Sexe Intentions (1999) de Roger KUMBLE et les films de Larry CLARK ont fait émerger une nouvelle vague de « teen movies », plus sexués et plus désespérés également. Fini l’optimisme béat des hippies, place au pessimisme des années de crise. Ce sous-genre continue d’engendrer des soubresauts, notamment en France Bang Gang (2015) ou le pétard mouillé Grave (2016) ou aux USA, Springbreakers (2012). L’Italie n’est pas en reste, trois années après le remarqué Melissa P. de Luca GUDAGNINO (2005), sortait Un gioco da ragazze, diffusé à la télé sous le titre Jeux Pervers. Elena (la très mignonne Chiara CHITI), Michela (Desirée NOFERINI) et Alice (Nadir CASELLI) sont trois élèves d’une école privée très onéreuse où l’uniforme est de rigueur. Leur vie monotone s’égrène entre les garçons, les sorties en discothèques, les fêtes, l’alcool, les amphétamines. Elena est clairement la meneuse : admirée pour sa beauté, enviée pour sa richesse, dévergondée, effrontée, elle n’a froid ni aux yeux ni ailleurs et ne semble aimer rien ni personne si ce n’est son clébard. Blindée aux as, elle mène une existence dans la toute-puissance ne s’encombrant ni de morale, ni de respect. Mario Landi (rien à voir avec le réalisateur de Giallo a Venezia), nouveau professeur de littérature (Filippo NEGRO) est nommé dans leur école. Idéaliste, il aimerait ramener les brebis égarées sur le chemin des bonnes mœurs et des études. Il semble surtout irrémédiablement attiré par Elena qui a plus d’un tour dans son sac pour retourner la tête du moindre mâle. Italie oblige, tout cela finira très mal et de manière complètement immorale puisque la petite garce abusera de tout son monde, charmera le prof qui perdra famille, travail et liberté alors qu’elle pourra continuer à se pavaner autour de sa piscine. C’est d’une certaine façon la démonstration inverse du neuneu Le cercle des poètes disparus, complètement amorale Elena ne changera pas d’un iota sa façon de penser et continuera d’agir comme bon lui semble méprisant ses amies, harcelant ses rivales (la voir se foutre de Livia qui vient de tenter de se suicider vaut son pesant de cacahuètes, tout comme l’humiliation au jet d’eau de la lesbienne du bahut). Rien ne semble atteindre cette adolescente adepte de la manipulation. Lorsque son père meurt, elle le contourne sans même un regard.

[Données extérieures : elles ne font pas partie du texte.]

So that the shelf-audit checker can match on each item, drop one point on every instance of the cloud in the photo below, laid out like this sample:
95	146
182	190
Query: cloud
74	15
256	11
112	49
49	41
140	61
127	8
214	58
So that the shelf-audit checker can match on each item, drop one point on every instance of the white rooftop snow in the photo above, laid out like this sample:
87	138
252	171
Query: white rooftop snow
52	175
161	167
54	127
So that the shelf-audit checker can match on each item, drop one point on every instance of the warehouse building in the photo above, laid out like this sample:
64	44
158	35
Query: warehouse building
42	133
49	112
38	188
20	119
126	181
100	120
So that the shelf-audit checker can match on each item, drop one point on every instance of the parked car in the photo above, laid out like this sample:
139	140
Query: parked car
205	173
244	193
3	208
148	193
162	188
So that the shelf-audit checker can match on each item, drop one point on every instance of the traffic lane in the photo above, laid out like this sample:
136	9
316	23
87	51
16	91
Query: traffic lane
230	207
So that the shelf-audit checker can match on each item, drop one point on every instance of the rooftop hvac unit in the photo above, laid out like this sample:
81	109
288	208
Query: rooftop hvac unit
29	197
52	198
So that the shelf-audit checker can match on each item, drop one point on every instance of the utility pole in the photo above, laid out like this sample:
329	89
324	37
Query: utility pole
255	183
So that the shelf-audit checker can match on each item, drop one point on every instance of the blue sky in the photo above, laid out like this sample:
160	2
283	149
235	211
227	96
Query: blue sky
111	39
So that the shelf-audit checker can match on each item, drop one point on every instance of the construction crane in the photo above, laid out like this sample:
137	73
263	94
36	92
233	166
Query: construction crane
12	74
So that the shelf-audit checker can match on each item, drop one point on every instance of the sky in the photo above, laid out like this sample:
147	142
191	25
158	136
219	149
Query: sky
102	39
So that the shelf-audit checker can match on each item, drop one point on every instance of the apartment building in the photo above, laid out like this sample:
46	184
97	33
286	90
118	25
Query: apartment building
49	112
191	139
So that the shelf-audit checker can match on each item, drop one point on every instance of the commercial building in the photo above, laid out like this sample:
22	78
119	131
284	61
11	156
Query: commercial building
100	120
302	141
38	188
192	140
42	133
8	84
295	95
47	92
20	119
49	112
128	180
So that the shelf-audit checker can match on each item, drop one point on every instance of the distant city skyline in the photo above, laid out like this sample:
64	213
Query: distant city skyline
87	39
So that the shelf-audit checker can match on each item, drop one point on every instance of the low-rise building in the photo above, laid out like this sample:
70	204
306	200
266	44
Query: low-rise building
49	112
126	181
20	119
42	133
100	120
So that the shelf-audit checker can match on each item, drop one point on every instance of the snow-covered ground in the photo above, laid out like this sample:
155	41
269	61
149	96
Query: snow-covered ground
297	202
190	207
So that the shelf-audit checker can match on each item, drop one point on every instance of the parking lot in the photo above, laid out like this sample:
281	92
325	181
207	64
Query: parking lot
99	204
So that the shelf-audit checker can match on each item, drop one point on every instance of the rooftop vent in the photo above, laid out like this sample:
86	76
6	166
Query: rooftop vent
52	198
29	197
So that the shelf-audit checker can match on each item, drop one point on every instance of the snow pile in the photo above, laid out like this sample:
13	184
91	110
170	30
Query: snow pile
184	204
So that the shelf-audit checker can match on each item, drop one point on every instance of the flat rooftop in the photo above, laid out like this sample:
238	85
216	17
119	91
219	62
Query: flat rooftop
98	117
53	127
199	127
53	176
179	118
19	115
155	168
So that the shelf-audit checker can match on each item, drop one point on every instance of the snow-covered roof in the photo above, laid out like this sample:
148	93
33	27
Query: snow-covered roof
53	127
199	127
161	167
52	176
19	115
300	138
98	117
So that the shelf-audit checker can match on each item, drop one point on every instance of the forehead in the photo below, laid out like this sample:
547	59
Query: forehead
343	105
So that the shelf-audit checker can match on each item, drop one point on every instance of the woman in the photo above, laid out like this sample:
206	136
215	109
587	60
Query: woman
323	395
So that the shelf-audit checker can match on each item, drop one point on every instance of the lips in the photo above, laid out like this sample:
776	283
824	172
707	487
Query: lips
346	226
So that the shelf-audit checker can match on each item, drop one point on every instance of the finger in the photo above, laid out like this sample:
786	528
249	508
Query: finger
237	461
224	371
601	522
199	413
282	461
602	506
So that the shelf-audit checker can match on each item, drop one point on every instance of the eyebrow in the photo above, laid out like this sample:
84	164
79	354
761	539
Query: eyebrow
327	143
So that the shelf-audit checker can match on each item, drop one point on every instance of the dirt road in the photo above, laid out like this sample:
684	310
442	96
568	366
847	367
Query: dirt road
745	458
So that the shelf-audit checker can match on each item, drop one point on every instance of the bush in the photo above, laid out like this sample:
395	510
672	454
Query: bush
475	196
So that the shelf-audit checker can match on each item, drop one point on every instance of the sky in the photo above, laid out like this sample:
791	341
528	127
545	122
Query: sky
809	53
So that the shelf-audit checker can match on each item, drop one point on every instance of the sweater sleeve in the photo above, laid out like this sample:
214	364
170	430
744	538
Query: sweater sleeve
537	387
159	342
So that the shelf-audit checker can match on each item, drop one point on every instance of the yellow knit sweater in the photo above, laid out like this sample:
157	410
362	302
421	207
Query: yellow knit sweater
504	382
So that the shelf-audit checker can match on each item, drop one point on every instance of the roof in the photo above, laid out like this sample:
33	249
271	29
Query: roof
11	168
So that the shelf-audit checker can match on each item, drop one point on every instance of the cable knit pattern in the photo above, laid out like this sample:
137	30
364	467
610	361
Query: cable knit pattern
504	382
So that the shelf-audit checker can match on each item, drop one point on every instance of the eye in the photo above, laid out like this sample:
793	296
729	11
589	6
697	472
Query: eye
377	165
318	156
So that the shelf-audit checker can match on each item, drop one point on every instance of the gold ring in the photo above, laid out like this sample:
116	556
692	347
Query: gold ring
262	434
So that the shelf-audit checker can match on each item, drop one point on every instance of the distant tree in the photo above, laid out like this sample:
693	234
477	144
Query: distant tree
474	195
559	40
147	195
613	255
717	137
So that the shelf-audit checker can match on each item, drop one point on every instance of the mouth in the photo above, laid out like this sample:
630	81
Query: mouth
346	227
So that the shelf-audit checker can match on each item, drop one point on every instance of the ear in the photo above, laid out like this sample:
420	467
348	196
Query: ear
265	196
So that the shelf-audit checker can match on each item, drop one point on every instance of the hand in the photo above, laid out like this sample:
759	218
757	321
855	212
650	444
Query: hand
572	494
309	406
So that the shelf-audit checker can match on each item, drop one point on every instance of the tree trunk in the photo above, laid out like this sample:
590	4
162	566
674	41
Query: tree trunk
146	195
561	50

Matteo ROVERE ne s’embarrasse guère d’une visée sociologique ou moraliste. Au contraire, le personnage du professeur qui veut sauver la Terre entière est ridiculisé. Le con perd tout : une épouse aimante, sa dignité et sa liberté (il tue accidentellement le père d’Elena). Nous sommes loin des longs métrages lénifiants nous asphyxiant avec leur moraline à deux balles et leur foi en l’émancipation par l’éducation. La figure du paternel et du Pygmalion en prend un sacré coup. Cette jeunesse fêtarde et toxique, oscillant entre grande joie et désespérance, n’a besoin de personne. Et surtout, elle n’a que faire des us archaïques et hypocrites des adultes.

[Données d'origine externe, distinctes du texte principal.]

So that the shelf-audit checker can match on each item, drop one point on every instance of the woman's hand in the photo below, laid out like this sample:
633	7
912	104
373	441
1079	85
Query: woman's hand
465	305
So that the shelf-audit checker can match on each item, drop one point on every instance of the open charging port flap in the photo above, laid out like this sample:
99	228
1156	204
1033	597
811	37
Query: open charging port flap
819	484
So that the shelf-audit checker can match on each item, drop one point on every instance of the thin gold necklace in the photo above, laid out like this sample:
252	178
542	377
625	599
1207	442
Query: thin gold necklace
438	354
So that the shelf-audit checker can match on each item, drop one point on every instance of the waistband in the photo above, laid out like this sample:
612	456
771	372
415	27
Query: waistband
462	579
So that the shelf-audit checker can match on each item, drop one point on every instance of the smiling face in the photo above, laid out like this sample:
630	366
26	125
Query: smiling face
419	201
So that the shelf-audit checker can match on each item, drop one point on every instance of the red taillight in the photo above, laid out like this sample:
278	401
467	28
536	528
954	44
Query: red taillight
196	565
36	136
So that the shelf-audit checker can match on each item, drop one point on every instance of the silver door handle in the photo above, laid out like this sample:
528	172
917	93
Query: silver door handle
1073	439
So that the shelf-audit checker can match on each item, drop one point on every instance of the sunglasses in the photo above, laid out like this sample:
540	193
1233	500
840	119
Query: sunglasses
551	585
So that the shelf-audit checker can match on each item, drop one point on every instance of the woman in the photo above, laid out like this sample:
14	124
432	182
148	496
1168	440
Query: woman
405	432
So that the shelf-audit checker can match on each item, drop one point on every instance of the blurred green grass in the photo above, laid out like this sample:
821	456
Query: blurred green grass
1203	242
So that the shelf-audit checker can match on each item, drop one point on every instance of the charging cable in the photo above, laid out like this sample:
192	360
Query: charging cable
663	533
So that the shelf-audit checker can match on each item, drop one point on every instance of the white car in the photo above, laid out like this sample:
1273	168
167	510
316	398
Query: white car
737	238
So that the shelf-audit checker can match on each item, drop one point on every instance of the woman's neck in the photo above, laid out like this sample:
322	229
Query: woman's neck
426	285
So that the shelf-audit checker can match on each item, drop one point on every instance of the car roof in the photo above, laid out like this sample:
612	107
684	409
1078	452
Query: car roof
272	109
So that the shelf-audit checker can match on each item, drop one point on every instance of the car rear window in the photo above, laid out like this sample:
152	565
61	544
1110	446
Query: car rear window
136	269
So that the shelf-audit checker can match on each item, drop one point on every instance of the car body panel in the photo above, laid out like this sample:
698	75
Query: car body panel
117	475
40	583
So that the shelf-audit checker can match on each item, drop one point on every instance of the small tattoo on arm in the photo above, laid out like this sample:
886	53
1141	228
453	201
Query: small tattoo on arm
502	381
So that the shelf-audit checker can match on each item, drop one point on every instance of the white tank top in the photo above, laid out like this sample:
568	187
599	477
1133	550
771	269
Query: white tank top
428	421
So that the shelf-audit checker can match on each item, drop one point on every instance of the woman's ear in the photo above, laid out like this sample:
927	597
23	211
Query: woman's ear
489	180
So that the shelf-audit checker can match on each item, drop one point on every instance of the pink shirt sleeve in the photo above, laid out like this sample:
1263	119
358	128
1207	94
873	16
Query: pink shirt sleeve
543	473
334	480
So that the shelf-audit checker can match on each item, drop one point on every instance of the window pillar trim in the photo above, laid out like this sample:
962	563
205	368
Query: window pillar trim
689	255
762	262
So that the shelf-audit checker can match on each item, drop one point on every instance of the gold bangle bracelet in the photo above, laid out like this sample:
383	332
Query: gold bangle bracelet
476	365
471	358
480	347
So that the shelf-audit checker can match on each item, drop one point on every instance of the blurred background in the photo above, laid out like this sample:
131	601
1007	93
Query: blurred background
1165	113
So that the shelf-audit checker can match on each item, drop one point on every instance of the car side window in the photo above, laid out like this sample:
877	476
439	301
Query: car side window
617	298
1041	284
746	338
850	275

Néanmoins, le film n’évite pas quelques clichés et les soirées s’avèrent rébarbatives à la longue, surtout que la musique qui y est jouée ne me sied guère. De même, les amourettes de nos héroïnes nous fatiguent. ROVERE insiste peut-être également trop sur l’égoïsme d’Elena : quatre ou cinq scènes développent le même argumentaire. C’est bon nous avions compris. Chiara CHITI incarne à merveille cette peste suprême : regards langoureux, poses lascives et provocantes, moues boudeuses ou allumeuses.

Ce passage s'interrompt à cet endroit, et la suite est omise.